Der mutmaßliche Drahtzieher Usama Bin Ladin hat in einem Interview gesagt, der Mensch habe einen natürlichen Instinkt, Fremde zu vertreiben. Er begründet Gewalt- und Terrorakte quasi mit der menschlichen Natur. Was sagt der Biologe dazu?
Es ist offenkundig, dass der Mensch das Potenzial zur Gewalt hat. Falsch ist jedoch die Schlussfolgerung, Gewalt wäre bei Menschen quasi etwas "Natürliches" . Es gibt kein menschliches Verhalten, das "natürlich" ist - im Sinne von unvermeidbar. Uns zeichnet aus, dass wir unser Verhalten sehr bewusst steuern können. Vor allem wird unser Verhalten beeinflusst durch unsere Kultur, unsere sozialen Systeme und unsere Ethik. Man wird zum Hasser oder Fanatiker gemacht, wenn man in eine Gesellschaft voller Hass hinein geboren wird. Wenn Leute meinen, Gewalt sei natürlich, dann meinen sie im Grunde genommen nur: "ich mag dieses Verhalten".
Kann man Terrorakte rein biologisch, also ohne kulturelle Einflüsse zu berücksichtigen, erklären?
Ohne unsere kulturelle Entwicklung sind solche Terrorakte nicht denkbar. Es sind sehr überlegte, kühl kalkulierte kulturelle Handlungen. Es sind schreckliche, aber hohe geistige Leistungen, technisch und organisatorisch, zu denen nur Menschen fähig sind. Mit Biologie hat das nichts zu tun.
Nun fürchten viele Menschen, dass die Situation eskalieren könnte, dass Gewalt Gegengewalt erzeugt.

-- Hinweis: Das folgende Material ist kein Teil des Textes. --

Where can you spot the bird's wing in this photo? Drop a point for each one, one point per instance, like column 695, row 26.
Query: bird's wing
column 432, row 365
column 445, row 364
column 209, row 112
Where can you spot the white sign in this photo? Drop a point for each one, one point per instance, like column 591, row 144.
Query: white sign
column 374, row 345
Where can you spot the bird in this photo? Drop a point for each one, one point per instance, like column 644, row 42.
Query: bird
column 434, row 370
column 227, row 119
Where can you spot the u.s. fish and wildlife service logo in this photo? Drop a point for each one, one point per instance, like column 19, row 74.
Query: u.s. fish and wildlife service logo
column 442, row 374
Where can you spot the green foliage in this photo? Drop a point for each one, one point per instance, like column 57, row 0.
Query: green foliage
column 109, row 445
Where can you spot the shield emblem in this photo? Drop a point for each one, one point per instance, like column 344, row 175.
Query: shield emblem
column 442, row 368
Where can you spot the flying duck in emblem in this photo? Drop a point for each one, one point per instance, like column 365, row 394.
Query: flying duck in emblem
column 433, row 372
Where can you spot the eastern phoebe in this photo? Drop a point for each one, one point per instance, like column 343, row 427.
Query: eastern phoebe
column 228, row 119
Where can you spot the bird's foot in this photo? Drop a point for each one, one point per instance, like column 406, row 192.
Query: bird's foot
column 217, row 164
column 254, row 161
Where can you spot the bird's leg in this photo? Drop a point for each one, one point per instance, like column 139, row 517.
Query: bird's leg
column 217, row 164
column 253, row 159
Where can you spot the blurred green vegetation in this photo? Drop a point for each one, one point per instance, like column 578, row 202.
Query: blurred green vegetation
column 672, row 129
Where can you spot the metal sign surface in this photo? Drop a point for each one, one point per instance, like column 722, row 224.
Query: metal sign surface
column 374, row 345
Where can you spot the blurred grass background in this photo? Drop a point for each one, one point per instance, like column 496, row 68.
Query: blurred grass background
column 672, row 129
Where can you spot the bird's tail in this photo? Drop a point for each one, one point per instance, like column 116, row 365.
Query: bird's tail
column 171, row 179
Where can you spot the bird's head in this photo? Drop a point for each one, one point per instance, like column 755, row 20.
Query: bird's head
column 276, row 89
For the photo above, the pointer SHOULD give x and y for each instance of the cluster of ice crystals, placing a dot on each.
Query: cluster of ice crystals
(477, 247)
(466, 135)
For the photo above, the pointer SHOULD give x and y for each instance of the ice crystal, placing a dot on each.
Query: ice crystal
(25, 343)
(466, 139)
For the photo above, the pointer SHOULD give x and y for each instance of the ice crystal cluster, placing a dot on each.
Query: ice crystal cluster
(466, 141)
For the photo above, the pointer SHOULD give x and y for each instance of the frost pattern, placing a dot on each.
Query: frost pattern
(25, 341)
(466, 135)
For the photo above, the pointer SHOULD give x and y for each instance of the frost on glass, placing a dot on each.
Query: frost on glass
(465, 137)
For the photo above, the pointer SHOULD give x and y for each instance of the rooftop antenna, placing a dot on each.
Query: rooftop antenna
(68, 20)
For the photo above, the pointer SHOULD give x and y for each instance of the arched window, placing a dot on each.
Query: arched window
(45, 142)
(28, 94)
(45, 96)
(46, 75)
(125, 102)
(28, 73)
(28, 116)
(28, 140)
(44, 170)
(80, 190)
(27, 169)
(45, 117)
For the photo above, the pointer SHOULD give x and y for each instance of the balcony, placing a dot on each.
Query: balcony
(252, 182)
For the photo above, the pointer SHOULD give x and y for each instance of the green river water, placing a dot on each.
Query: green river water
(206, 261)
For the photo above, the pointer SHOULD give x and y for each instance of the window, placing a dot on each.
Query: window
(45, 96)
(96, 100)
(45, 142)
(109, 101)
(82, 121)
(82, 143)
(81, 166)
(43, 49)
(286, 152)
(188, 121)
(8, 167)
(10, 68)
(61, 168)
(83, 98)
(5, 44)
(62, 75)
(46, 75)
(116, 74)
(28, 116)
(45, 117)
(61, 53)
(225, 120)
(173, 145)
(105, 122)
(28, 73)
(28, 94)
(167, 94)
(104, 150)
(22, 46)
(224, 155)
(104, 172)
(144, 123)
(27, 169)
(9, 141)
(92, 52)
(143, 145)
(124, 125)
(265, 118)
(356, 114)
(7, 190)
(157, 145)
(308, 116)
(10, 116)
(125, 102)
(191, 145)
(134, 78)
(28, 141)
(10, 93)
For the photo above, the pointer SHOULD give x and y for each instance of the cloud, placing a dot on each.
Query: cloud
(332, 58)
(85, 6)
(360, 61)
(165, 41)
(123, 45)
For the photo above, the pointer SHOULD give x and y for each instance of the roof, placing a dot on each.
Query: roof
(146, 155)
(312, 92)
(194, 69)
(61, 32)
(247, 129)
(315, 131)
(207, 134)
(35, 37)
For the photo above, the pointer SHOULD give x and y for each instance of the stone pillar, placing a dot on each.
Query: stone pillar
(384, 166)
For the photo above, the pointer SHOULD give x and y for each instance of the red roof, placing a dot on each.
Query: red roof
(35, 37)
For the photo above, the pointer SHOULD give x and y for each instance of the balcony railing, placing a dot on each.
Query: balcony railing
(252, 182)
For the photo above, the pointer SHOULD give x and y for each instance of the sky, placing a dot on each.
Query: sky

Nun antwortet nicht der Biologe, sondern der Mensch Pääbo: Wir zahlen einen Preis dafür, dass wir eine offene Gesellschaft haben. Eine offene Gesellschaft ist per Definition verwundbar. Wenn wir die offene Gesellschaft verteidigen, muessen wir aufpassen, dass wir nicht genau so schlecht werden, wie der Feind. Geschieht dies, haben wir genau
dass verloren, was wir verteidigen wollen.
Professor Svante Pääbo ist Direktor der Abteilung Evolutionäre Genetik am Max-Planck-Institut für evolutionäre Anthropologie in Leipzig.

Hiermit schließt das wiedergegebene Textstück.